Thinking of Sales Training? Read This

By Heather Baldwin

When you’re up to your ears in the minutiae of running a sales organization and trying to make sure you hit your near-term numbers it’s easy to put sales training on the back burner, or worse, decide to book a local training organization after their convincing pitch in the hopes they’ll be able to lift your team’s performance. There’s no question the right sales training can do wonders for an organization, but most organizations aren’t getting the right training, aren’t using what they learned once training is over or aren’t measuring the results. If you want your training to pay off in the long term, follow these four sales training best practices from Thomas Morrill, lead principal of the global sales effectiveness practice at Boston-based PRTM, a global management consulting firm (

1. Sales training must be selected and delivered based on a specific skill gap in the organization. In other words, don’t buy training just because the training company gave you a good pitch, says Morrill. Once each quarter go out and analyze where the skills gaps are. How? When you ride along on a sales call, take a look at your reps’ basic skills. Can they evaluate a customer’s needs? Give a strong sales presentation? Close a sale? Also look at time and territory management skills. Can your reps manage a pipeline? How well do they manage their time? From this kind of review you’ll start identifying some common skill areas that need attention. Then you can seek out the best training to match those needs.

2. Work with your vendor or internal training group to set performance metrics. If you’re going to spend money on an outside vendor, says Morrill, you should demand metrics that will show you’ve improved as a result of the training provided.

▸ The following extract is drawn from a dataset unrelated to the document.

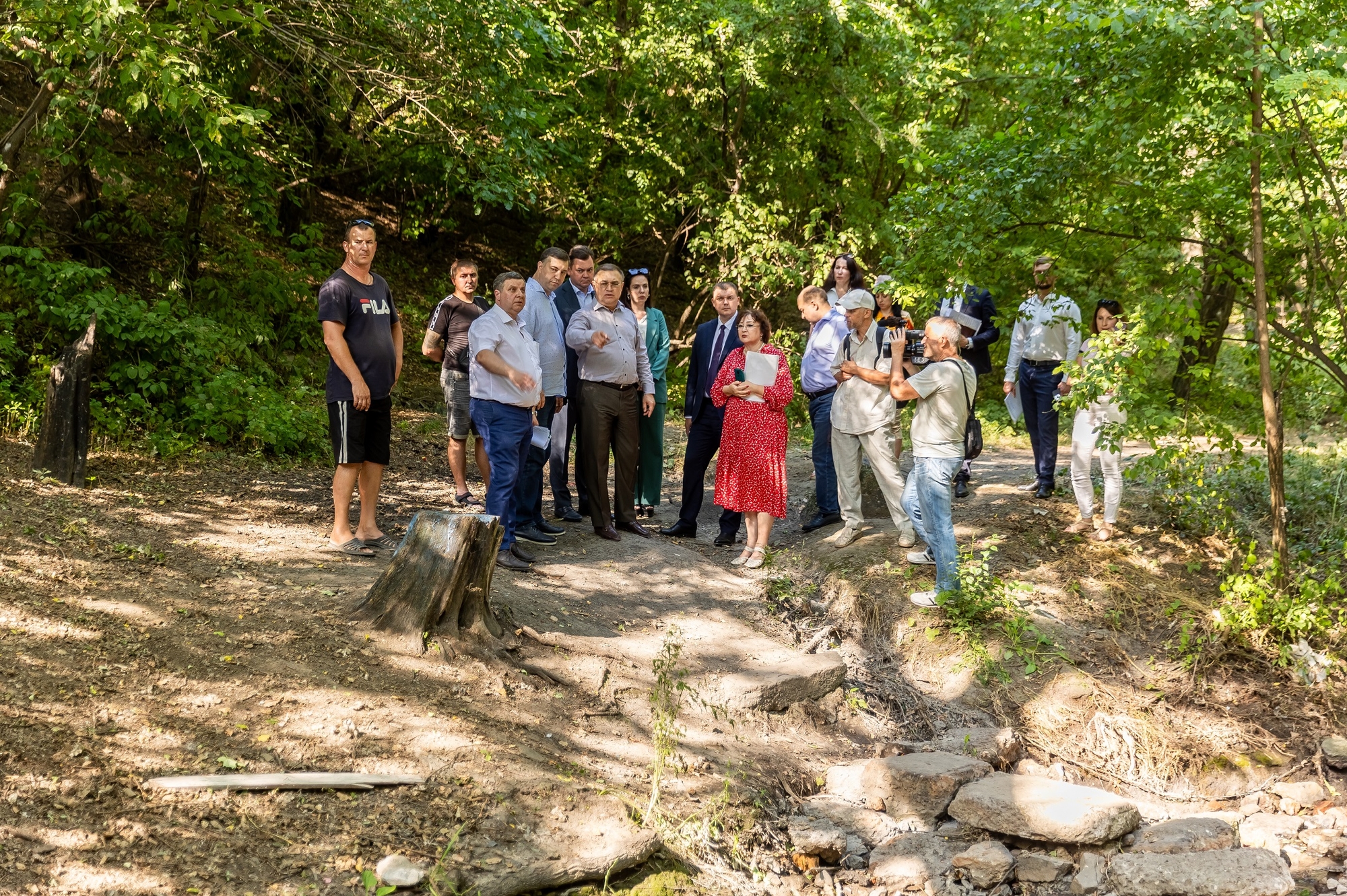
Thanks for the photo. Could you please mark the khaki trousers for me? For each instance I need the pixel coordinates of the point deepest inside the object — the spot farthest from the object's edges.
(878, 446)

If that means the company needs to come in and conduct an internal survey prior to the training so they have a baseline against which to assess improvement, grant the necessary access. Don’t take the company’s word that the target metrics will be achieved. Ask for concrete examples of other organizations like yours with which the trainer has worked and achieved the kind of results being promised. Then call those organizations.

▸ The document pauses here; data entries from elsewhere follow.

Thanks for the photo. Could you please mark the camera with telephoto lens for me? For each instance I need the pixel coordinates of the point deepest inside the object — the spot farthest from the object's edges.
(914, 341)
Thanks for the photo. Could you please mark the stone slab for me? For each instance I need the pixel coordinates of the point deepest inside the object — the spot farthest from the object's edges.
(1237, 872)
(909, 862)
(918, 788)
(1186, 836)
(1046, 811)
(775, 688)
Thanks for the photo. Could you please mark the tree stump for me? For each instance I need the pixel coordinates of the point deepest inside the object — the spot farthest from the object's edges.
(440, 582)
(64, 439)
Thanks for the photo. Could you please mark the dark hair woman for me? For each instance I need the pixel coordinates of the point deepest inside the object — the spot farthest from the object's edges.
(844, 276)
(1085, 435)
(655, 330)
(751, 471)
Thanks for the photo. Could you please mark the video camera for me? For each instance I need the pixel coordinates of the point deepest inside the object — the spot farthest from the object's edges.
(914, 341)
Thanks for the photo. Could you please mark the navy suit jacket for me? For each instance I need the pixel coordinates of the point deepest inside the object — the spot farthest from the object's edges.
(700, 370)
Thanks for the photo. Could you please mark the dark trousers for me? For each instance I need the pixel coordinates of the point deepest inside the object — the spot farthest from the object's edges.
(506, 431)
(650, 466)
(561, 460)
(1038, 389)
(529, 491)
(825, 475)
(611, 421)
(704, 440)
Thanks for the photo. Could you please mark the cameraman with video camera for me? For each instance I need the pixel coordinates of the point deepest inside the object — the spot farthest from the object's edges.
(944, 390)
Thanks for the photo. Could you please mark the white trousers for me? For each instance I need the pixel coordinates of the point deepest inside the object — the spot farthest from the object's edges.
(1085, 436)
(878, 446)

3. Put a mechanism in place to hold people accountable for the training’s execution. Almost everyone in the sales profession has at least one large sales training binder that hasn’t been touched since they attended the program. To ensure that doesn’t happen to you, have a plan in place to use the training beyond the classroom. For example, if you do training on closing skills, you should be rating the effectiveness of your people on negotiating and closing. If you taught a pipeline management course, during pipeline reviews everyone should be talking in the language they learned during the course. And if the trainers offer the option to conduct an audit 90 days after training, take them up on it. The extra cost will be worth it, says Morrill.

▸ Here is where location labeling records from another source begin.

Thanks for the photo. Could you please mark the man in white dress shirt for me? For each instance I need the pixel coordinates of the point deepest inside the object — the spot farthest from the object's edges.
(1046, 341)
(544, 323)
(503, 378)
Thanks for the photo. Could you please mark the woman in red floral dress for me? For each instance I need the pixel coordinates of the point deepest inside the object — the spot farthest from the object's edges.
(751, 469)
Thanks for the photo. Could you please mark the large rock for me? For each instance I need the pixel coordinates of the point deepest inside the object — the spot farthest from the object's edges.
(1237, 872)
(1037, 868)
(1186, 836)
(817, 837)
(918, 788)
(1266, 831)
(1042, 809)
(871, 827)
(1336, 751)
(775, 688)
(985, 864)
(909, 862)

4. Assess the ROI based on the metrics you laid out before training. Morrill recommends going back after 90 days to look at the metrics you established before the training and see if they were met. Of course, the product or service you sell will determine what you can evaluate. If you sell cars, says Morrill, you’ll probably know within a day or two if the training worked because your sales numbers should climb immediately. On the other hand, if you sell a product that costs $5 million and takes 12 to 14 months to sell, you’ll need to establish some interim metrics. Keep in mind the metrics aren’t always going to be about sales numbers. If your reps had problems with time management and they now spend 45% of their time selling instead of 30% – and nothing else changed – then the training worked.